Strains, growth media, and in vivo bulk fluorescence measurements
All experiments were performed in E. coli TG1 cells [F′ traD36 lacIq Δ(lacZ) M15 pro A+B+/supE Δ(hsdM-mcrB)5 (rk− mk− McrB-) thi Δ(lac-proAB)]. Plasmid combinations were transformed into chemically competent TG1 cells, plated on LB + Agar plates containing 100 µg/mL carbenicillin and 34 µg/mL chloramphenicol, and incubated overnight ∼17 h at 37°C. The plates were taken out of the incubator in the morning and left at room temperature for ∼7 h at which point three colonies were picked to inoculate 300 µL of LB containing carbenicillin and chloramphenicol at the concentrations above in a 2-mL 96-well block (Costar 3960).

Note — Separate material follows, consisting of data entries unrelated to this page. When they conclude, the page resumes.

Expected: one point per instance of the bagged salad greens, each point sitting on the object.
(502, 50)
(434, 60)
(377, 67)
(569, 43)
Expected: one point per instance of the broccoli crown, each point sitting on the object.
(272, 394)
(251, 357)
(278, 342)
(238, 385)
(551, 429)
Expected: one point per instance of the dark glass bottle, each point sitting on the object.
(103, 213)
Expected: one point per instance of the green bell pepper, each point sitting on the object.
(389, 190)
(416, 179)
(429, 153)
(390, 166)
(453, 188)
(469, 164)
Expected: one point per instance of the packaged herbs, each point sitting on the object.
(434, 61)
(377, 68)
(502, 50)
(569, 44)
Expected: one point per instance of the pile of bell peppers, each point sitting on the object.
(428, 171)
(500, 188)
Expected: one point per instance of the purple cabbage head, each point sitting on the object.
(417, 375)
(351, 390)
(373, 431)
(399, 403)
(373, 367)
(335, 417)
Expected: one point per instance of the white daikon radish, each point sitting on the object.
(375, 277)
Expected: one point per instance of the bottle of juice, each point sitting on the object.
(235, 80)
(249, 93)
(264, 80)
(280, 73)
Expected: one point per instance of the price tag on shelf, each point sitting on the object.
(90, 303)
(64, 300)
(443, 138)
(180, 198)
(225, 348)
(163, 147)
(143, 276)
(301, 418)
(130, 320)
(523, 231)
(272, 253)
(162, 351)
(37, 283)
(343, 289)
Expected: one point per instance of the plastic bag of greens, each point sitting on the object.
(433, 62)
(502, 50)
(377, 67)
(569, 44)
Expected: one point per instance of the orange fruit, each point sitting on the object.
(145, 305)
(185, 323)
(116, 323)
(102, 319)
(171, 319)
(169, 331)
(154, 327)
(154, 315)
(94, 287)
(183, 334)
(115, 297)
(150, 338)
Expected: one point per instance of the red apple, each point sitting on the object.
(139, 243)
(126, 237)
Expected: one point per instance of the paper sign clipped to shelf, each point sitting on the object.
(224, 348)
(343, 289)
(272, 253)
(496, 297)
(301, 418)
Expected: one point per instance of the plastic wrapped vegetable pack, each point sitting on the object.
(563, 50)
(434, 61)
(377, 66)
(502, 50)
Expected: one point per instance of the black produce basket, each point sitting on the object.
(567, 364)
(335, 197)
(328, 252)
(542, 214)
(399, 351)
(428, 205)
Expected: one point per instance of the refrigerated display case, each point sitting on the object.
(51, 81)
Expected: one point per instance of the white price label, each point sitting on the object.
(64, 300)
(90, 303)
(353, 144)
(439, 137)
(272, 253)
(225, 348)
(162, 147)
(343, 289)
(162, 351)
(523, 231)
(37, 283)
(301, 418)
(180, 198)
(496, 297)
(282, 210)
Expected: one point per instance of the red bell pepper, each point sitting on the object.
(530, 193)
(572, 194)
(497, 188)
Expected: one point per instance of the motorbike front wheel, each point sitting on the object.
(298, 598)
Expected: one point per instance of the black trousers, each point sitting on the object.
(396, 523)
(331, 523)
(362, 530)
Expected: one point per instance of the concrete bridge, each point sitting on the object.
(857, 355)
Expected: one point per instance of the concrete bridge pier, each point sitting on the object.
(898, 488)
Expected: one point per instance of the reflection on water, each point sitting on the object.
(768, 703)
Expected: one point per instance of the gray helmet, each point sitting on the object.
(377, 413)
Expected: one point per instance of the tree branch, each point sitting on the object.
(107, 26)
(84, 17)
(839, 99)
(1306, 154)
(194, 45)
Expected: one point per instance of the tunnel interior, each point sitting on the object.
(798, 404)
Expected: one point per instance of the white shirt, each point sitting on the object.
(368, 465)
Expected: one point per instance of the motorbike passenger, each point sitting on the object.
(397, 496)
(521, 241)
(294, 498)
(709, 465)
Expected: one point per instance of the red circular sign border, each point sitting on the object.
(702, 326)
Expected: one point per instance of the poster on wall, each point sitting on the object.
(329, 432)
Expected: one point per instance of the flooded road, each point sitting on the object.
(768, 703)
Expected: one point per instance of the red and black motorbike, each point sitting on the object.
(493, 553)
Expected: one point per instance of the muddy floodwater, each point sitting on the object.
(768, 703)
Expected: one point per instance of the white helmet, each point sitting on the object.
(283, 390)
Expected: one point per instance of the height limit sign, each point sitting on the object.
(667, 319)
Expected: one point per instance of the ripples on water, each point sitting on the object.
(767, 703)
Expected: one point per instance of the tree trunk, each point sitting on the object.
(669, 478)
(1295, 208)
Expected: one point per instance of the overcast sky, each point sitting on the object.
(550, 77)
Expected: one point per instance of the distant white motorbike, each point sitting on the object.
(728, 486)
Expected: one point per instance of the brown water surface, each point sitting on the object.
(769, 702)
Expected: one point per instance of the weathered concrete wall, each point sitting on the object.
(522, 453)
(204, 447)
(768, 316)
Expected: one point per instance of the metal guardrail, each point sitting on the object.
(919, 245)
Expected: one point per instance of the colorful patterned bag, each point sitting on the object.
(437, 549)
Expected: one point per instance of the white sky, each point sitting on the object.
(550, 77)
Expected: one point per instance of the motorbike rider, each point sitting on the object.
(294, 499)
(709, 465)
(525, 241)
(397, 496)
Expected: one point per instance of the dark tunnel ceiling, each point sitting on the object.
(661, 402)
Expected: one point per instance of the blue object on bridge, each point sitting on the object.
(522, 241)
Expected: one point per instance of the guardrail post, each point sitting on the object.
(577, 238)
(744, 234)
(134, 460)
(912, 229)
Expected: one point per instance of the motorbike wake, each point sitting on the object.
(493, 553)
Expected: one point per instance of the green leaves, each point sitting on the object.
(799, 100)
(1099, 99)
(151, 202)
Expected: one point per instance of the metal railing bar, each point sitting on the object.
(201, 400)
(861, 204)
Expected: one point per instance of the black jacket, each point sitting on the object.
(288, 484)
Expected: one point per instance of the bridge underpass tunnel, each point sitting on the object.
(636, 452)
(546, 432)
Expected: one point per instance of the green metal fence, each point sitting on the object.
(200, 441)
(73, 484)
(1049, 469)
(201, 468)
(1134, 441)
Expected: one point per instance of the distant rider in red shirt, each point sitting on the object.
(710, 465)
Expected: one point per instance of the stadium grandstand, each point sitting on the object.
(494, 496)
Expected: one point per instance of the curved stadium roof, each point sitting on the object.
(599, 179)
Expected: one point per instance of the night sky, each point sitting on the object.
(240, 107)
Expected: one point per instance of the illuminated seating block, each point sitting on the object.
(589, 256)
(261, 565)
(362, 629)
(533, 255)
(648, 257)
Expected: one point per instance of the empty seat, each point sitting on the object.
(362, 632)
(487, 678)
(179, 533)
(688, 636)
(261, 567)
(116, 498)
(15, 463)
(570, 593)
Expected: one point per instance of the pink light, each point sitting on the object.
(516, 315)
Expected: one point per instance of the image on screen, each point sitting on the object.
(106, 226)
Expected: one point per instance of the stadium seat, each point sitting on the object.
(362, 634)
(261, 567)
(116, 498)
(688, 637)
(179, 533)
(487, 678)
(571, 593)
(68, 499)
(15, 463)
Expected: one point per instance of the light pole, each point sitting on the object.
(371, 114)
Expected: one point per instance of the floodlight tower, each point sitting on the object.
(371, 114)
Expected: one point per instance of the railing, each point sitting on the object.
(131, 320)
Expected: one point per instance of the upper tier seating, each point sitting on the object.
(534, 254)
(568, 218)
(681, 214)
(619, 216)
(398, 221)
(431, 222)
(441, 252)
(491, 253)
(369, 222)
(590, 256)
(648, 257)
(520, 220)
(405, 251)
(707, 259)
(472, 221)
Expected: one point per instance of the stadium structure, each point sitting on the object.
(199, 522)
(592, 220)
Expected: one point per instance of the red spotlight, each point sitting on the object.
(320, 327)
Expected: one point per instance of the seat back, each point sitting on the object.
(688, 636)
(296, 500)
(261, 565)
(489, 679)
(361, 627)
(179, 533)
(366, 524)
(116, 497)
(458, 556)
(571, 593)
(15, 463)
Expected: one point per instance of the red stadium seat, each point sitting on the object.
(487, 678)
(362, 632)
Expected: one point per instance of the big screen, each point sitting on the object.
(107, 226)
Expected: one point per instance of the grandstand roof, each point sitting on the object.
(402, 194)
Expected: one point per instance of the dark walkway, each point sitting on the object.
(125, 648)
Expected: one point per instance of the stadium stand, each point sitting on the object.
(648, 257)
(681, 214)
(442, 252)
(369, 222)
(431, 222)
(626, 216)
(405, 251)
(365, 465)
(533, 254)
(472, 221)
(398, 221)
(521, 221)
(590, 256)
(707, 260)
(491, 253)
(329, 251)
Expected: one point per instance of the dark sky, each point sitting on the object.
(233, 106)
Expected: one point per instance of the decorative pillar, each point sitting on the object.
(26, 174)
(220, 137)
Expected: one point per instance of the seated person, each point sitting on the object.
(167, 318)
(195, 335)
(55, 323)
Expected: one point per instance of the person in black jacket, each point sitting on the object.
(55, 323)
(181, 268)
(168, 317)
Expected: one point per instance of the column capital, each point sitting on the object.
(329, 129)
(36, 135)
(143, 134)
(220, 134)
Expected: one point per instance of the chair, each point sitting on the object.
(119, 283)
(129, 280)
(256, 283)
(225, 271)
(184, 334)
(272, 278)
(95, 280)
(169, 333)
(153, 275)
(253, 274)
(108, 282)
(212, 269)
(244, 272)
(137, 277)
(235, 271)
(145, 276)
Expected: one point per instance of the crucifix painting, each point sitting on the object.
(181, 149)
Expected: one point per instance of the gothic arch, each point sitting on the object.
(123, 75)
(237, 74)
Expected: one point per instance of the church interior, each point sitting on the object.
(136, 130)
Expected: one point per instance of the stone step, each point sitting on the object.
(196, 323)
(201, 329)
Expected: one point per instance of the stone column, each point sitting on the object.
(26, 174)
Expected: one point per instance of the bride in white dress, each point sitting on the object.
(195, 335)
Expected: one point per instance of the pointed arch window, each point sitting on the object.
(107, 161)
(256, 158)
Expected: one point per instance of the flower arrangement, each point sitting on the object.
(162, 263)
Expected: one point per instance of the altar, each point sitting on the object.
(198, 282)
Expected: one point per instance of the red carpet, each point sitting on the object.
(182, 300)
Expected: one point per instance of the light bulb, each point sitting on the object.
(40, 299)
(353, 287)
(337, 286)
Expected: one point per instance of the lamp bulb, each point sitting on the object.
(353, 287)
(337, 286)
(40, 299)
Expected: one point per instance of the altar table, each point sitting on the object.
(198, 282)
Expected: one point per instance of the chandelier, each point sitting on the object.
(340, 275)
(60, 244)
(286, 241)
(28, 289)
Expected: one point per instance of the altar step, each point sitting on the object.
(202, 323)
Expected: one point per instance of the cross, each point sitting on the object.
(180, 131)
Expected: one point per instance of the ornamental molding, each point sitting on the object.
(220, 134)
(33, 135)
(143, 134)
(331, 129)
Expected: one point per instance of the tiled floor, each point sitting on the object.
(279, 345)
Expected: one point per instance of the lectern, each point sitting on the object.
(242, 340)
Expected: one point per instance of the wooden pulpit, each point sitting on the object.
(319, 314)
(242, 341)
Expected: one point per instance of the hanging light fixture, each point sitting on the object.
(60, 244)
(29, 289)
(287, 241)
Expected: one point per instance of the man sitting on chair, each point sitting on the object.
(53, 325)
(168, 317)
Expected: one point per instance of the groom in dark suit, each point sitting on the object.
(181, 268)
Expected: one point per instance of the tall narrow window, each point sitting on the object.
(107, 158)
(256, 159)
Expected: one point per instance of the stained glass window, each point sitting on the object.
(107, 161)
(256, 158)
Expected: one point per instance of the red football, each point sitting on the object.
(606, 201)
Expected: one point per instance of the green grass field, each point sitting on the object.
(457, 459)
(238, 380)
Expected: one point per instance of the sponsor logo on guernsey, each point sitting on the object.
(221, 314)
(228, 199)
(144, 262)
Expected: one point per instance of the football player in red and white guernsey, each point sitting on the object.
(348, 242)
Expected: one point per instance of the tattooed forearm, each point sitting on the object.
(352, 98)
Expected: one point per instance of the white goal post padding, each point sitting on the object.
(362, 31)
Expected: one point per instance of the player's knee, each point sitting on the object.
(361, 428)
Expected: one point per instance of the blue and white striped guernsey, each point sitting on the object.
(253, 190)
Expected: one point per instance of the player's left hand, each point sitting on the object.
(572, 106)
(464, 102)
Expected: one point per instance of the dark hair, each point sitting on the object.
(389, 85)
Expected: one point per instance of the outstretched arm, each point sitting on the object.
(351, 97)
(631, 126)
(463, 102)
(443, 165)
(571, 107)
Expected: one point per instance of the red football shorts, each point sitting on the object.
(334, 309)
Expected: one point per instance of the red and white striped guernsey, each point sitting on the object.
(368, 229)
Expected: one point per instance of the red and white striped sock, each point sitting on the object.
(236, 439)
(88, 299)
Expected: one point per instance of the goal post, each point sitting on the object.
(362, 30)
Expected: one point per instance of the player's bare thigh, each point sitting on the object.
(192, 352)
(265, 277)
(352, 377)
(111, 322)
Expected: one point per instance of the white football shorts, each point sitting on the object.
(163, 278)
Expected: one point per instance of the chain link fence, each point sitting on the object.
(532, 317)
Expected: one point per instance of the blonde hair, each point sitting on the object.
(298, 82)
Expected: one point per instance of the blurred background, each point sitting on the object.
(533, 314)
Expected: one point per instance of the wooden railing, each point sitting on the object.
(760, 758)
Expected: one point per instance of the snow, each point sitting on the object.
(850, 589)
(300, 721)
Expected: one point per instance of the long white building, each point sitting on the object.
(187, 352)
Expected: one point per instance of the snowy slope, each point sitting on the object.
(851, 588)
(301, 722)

Cultures were grown overnight, ∼17 h at 37°C at 1000 rpm in a Labnet Vortemp 56 benchtop shaker. Four microliters of this overnight culture were then added to 196 µL (1:50 dilution) of supplemented M9 minimal media (1×M9 minimal salts, 1 mM thiamine hydrochloride, 0.4% glycerol, 0.2% casamino acids, 2 mM MgSO4, 0.1 mM CaCl2) containing the antibiotics above and grown for 3 h at the same conditions as the overnight culture. One hundred microliters of this culture were then transferred to a 96-well plate (Costar 3631) containing 100 µL of phosphate buffered saline (PBS). Fluorescence (FL) (485 nm excitation, 520 nm emission) and optical density (OD 600 nm) were measured using a Biotek Synergy H1M plate reader.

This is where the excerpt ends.